Sunday, September 16, 2012

Gotta kick at the darkness til it bleeds daylight...

 STORY TIME.
     Last fall when I was student-teaching my good friend told me about her co-operating teacher. Sheena (the woman) had decided to walk to school every day and think about treaties (agreements between aboriginal people and non-aboriginal people made in the 1800s where we live) and blog about them. (here) I started reading her blog and found it pretty inspiring. My own blog has never had strict focus and has always been more a scrapbook of different parts of my life - my teaching, my travels, music, fashion, photography, my art and writing and I enjoyed her different style of blogging.
     At the end of the summer Sheena let my friend and I know that she would be leading a workshop about Treaty No. 4 (the treaty that was signed between the first people and the settlers in the area of Canada we live in) in September, and my friend and I decided to go.
   
     So on Friday after school I drove to a town about 45 minutes from home and ate supper with 9 other women (including my friend, Sheena, and the other workshop leader, Keitha.) That night we listened to an elder tell us teachings from his life, and visited and got to know one another.
     Yesterday we went to the Parade and the Pow Wow after doing a great role-playing activity to show the development of the relationship between aboriginal and non-aboriginal people in Canada throughout history.
     Last night we sang songs and visited around a campfire, and cooked bannock and s'mores.
     This morning some of us hiked up a hill to watch the sun rise and enjoy the view of the lakes.
     We learned how to bead and talked about our own journeys in life, our own "treaty walks."
     It was an amazing weekend and I learned so much from the leaders, the other women in the group, my friend, and the elders. I had a great time reflecting and learning and I don't think I can say too much yet because I am still trying to get my head around all that happened.
   
     On Wednesday I am accompanying my students on a field trip to the Treaty 4 grounds to learn about treaties.
     Treaty 4 is supposed to stand as long as the sun shines, rivers flow, and grass grows. It is a contract that all of us live by. There is a saying here: "We are all treaty people." In school we learn about treaties because our curriculum mandates "aboriginal education" but I think sometimes when other cultures are taught on a superficial level or there is a lack of understanding it can lead to more racism and can perpetuate negative beliefs. It is so important for us to learn and understand our own history, to pass it on to future generations, and to finally attempt some healing and reconciliation.
     My friend mentioned how the treaty started out as a good relationship and then turned into an abusive one. It's time for us to heal. 
     While we were at the retreat this weekend, a group of Japanese tourists were staying in the same place as us and joined us for some of our activities. It was so interesting to have them there because we all relied on our translator to understand each other and we kept having to pause while he translated. It made us think of when the treaties were signed....how important language is in a contract and how it can be interpreted different ways.
Two of the monuments I saw on the weekend illustrate that pretty well.
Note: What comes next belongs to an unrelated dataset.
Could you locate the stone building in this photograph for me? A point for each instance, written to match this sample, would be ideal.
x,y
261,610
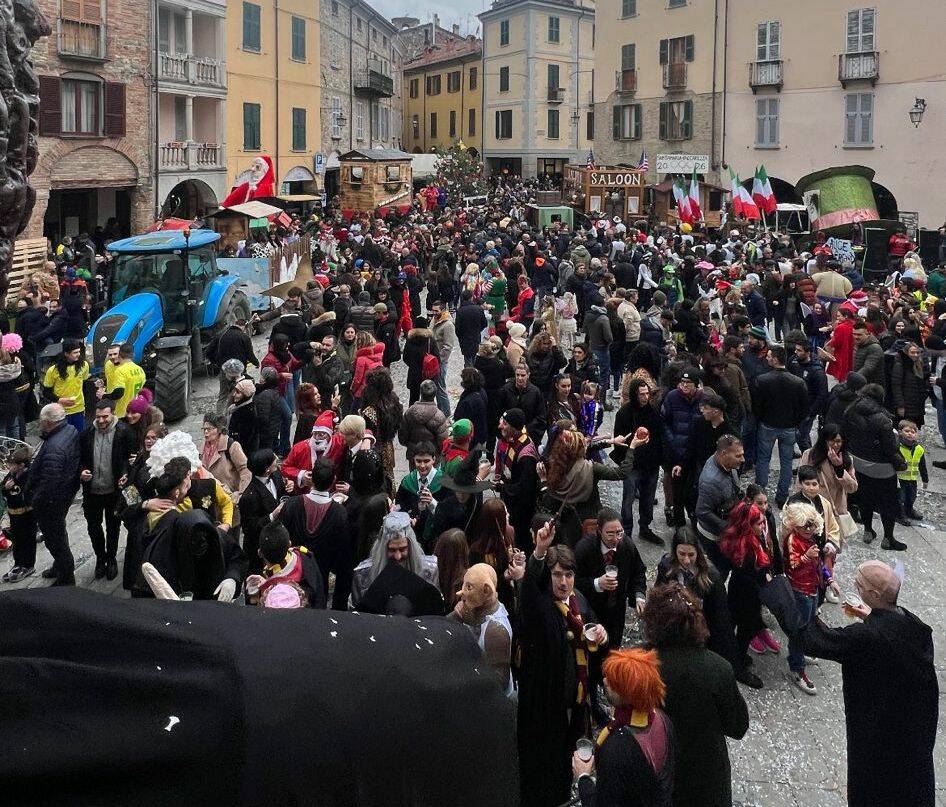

This plaque was on a monument erected by the settlers:
"The Indian Chiefs ceded all their rights, titles, and priveleges to all lands ...forever."
This plaque was on a statue sculpted and erected by aboriginal people:

"They agreed to share this land"
It's amazing how the same words can be interpreted so differently by different groups of people.
   
      I feel that there is an ongoing battle for equality and reconciliation, like so many other things: gender equality, sexual orientation equality, race equality....we must first acknowledge and apologize for the wrongs that have been done and then start to rebuild.
     On the drive home this afternoon the song "Lovers in a Dangerous Time" (the Barenaked Ladies version) came on my iPod and I thought this line could apply to all the people 'fighting the good fight' or walking the treaty walk.
" When you're lovers in a dangerous time 
sometimes you're made to feel as if your love's a crime.
Nothing worth having comes without some kind of fine. 
Gotta kick at the darkness til it bleeds daylight."

We've got a long way to go but I hope we can all walk together and build a better country, a better community.

 

1 comment:

  1. Woooo Hooo Dani! You've made my day, and made me think, especially about the two monuments. Sue has pointed this out to me before, but to see the words one above the other is really driving it home for me. Also, I appreciate what you say about translation. Keep writing, sister!